Search code examples
cudalockingatomicdeadlockspinlock

Cuda Mutex, why deadlock?


I am trying to implement a atomic based mutex.
I succeed it but I have one question about warps / deadlock.

This code works well.

bool blocked = true;

while(blocked) {
    if(0 == atomicCAS(&mLock, 0, 1)) {
        index = mSize++;
        
        doCriticJob();

        atomicExch(&mLock, 0);
        blocked = false;
    }
}

But this one doesn't...

while(true) {
    if(0 == atomicCAS(&mLock, 0, 1)) {
        index = mSize++;
        
        doCriticJob();

        atomicExch(&mLock, 0);
        break;
    }
}

I think it's a position of exiting loop. In the first one, exit happens where the condition is, in the second one it happens in the end of if, so the thread wait for other warps finish loop, but other threads wait the first thread as well... But I think I am wrong, so if you can explain me :).


Solution

    1. There are other questions here on mutexes. You might want to look at some of them. Search on "cuda critical section", for example.

    2. Assuming that one will work and one won't because it seemed to work for your test case is dangerous. Managing mutexes or critical sections, especially when the negotiation is amongst threads in the same warp is notoriously difficult and fragile(*). The general advice is to avoid it. As discussed elsewhere, if you must use mutexes or critical sections, have a single thread in the threadblock negotiate for any thread that needs it, then control behavior within the threadblock using intra-threadblock synchronization mechanisms, such as __syncthreads().

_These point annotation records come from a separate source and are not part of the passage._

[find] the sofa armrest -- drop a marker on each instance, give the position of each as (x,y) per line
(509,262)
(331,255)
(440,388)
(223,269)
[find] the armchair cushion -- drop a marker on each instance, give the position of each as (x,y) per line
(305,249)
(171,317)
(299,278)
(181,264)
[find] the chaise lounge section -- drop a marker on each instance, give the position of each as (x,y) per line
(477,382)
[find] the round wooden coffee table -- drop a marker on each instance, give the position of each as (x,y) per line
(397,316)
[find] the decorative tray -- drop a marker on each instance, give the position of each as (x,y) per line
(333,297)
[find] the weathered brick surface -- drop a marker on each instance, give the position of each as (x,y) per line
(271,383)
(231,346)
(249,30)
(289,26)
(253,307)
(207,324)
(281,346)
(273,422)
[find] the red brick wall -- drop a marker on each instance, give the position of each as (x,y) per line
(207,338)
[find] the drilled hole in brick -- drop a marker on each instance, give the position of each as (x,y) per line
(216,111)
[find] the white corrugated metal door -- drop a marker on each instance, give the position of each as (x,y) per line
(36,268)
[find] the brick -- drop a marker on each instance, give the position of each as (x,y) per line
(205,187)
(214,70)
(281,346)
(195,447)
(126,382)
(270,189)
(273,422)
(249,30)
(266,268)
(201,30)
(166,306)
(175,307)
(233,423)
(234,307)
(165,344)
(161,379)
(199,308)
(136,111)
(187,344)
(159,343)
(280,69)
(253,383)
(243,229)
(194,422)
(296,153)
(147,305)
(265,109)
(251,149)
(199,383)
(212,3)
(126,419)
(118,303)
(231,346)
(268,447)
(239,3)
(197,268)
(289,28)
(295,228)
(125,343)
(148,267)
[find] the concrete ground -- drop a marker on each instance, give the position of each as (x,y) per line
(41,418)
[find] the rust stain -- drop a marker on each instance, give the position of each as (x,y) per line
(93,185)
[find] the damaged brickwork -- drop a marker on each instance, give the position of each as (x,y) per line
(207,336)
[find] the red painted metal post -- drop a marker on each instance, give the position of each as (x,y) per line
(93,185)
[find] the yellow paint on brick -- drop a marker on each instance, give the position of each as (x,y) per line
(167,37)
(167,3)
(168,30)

    3. This question (IMO) can't really be answered without looking at the way the compiler is ordering the various paths of execution. Therefore we need to look at the SASS code (the machine code). You can use the cuda binary utilities to do this, and will probably want to refer to both the PTX reference as well as the SASS reference. This also means that you need a complete code, not just the snippets you've provided.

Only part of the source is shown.